Posts Tagged With: Pandemic

The Church in a Pandemic

Here is a piece written by my wife Hetty reflecting on the church in our current time.

What happens when a church/ faith community/ group of believers, find themselves in the world of Covid 19?This is a question that I’ve been stewing on for 8 months. In March and April I kept my ears and eyes open for evidence that believers were mobilised to give assistance wherever the need was. I also wanted to see how churches were adapting their services to the challenges and opportunities of ‘online’.

At first I noticed the Sikh and Muslim communities making and delivering meals for tertiary students who had lost their income. I saw that churches were moving online but it was a poor attempt to replicate the service as close as possible, losing much of the sense of personal connection. Some church leaders tried bizarre stunts to continue certain practices.

Closer to home I heard of the work a group of Christians, which included my daughter, was doing to provide meals to the homeless and hungry. To change the sit-down meal they offered in the past with a takeaway one. Our local Christian school is using the produce from their horticulture unit to make meals and fresh food hampers for families who are having difficulty making ends meet.


Yesterday I stumbled across an article about the pandemics of the past. It explained the advancement of the early Christian church during and following the Antonine and the Cyprian plagues that occurred in the Roman Empire of A.D. 165 – 262. The combined pandemics’ mortality rate was anywhere from one-quarter to one-third of the empire’s population.
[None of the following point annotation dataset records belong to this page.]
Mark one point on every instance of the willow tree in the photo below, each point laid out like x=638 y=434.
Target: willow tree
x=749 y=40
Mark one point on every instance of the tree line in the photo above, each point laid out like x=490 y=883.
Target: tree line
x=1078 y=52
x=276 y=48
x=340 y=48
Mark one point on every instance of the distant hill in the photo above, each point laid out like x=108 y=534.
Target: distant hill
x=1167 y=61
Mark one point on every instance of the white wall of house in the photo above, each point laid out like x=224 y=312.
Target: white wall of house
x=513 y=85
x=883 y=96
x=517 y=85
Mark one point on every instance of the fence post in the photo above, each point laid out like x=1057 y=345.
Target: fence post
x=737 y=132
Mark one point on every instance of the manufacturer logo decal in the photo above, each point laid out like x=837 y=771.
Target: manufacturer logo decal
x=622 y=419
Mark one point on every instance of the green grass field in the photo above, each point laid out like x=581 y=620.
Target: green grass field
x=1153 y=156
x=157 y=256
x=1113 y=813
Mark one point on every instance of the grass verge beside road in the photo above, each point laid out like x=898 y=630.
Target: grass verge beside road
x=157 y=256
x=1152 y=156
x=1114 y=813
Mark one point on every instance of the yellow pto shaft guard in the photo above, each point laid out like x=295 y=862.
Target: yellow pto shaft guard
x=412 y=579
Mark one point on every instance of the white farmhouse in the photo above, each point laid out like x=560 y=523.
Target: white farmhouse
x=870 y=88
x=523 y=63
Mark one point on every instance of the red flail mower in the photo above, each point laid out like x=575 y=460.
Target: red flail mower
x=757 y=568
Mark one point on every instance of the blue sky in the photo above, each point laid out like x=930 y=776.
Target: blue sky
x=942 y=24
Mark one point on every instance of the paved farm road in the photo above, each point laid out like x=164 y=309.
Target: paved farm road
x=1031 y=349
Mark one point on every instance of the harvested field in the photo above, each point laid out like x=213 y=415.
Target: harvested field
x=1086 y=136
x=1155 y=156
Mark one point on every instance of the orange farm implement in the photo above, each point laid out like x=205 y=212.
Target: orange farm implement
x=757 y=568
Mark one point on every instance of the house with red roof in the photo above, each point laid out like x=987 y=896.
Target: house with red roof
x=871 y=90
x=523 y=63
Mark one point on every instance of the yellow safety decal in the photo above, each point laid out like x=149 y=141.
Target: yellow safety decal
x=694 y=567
So what caused the baby Christian church to become a significant religion?Here’s a different way of asking this question: What was God doing in the hearts of the believers? How was He resourcing and equipping them?This is a quote from that article-
“Rodney Stark, in his seminal work “The Rise of Christianity,” argues that these two pandemics made Christianity a much more attractive belief system.While the disease was effectively incurable, rudimentary palliative care – the provision of food and water, for example – could spur recovery of those too weak to care for themselves. Motivated by Christian charity and an ethic of care for the sick – and enabled by the thick social and charitable networks around which the early church was organized – the empire’s Christian communities were willing and able to provide this sort of care.Pagan Romans, on the other hand, opted instead either to flee outbreaks of the plague or to self-isolate in the hope of being spared infection.”


Ah! There it is. Charity.


But where are the majority of today’s Christians to be found? Fleeing the outbreaks? Self-isolating? Pretending that nothing’s changed? Trying to get modern technology to ensure the congregation can continue to tithe? Demanding that the government leaders allow their churches to meet in person again?
Or living out the commandment of Jesus to “Love the Lord your God with all your heart and with all your soul and with all your strength and with all your mind’ and ‘Love your neighbor as yourself.”(Luke 10:27)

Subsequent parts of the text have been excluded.